Sous cet angle, la « mission » américaine en Irak est terminée. L’objectif a été atteint. L’Irak devait être mis « out », et de manière définitive, si possible. Il suffisait de mettre en marche l’engrenage de la destruction. Le reste est une simple question de temps et d’aiguillage.

Par contre, il n’a jamais été question de démocratiser ce pays. On peut même envisager une autre hypothèse, selon laquelle la seule solution à exclure absolument était celle de la démocratisation de l’Irak. Car avec sa puissance économique, avec sa densité historique, sa maîtrise technologique et sa culture laïque, un Irak démocratique pouvait, à terme, constituer la principale menace pour Israël.

Les effets collatéraux sont tout aussi bénéfiques pour les Etats-Unis. Toute la région est fragilisée, tous les régimes voisins se sentent menacés, et se montrent d’autant plus dociles, garantissant aux Américains un accès sans limite au pétrole, un sujet devenu préoccupant pour la première puissance économique et militaire du monde. La Syrie est boutée hors du Liban, et son régime, assiégé, est amené à négocier sa survie. Quant aux pauvres palestiniens, ils ont tout perdu, et semblent devoir se résigner à obtenir ce qu’on voudra bien leur offrir.

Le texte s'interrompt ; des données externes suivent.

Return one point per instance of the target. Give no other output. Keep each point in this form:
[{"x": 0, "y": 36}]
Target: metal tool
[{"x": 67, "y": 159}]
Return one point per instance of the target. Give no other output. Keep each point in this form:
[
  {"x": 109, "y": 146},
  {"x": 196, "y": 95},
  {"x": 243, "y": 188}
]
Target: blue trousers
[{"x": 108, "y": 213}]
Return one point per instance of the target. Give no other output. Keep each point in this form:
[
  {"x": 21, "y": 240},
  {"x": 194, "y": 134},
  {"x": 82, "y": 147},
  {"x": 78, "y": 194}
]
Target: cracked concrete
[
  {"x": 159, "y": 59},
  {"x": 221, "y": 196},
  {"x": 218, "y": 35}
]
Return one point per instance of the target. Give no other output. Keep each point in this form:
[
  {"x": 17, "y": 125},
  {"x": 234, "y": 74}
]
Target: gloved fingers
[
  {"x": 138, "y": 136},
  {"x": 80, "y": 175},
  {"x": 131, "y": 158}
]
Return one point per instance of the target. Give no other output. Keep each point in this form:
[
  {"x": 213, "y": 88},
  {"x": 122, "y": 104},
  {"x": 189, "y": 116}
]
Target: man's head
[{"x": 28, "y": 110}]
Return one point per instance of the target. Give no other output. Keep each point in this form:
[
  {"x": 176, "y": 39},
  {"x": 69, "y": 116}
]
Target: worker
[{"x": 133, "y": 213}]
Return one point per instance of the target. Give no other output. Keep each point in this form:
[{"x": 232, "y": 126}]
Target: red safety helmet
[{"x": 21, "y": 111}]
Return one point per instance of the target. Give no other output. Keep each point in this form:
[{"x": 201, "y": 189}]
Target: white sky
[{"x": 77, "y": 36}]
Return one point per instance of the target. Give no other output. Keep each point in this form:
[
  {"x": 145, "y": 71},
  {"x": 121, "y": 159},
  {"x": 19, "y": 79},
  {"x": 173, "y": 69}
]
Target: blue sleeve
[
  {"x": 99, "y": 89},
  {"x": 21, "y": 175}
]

Dans quelques mois, les Etats-Unis entreront dans une nouvelle bataille électorale. L’Irak sera un sujet de plus, ou de moins, dans les débats. Et l’administration qui succèdera à celle de George W Bush trouvera d’autres points de fixation, créera d’autres zones de tension dans le monde. L’Irak sera alors oublié. Les Occidentaux pourront même verser une larme sur le bain de sang qui coulera à Baghdad, et réuniront des fonds pour reconstruire les ruines de la capitale des Abbassides.

A moins que l’expérience afghane ne se répète. Rappelons nous ce passé pas si lointain. Après avoir mobilisé le monde pour soutenir les « moudjahidine » afghans et combattre l’invasion soviétique en Afghanistan, les Etats-Unis, dès le départ des troupes russes, s’étaient totalement désintéressés de ce pays, livré aux Taliban. Jusqu’à ce qu’un « moudjahid » nommé Oussama Ben Laden ne fasse brutalement irruption pour changer le cours de l’histoire.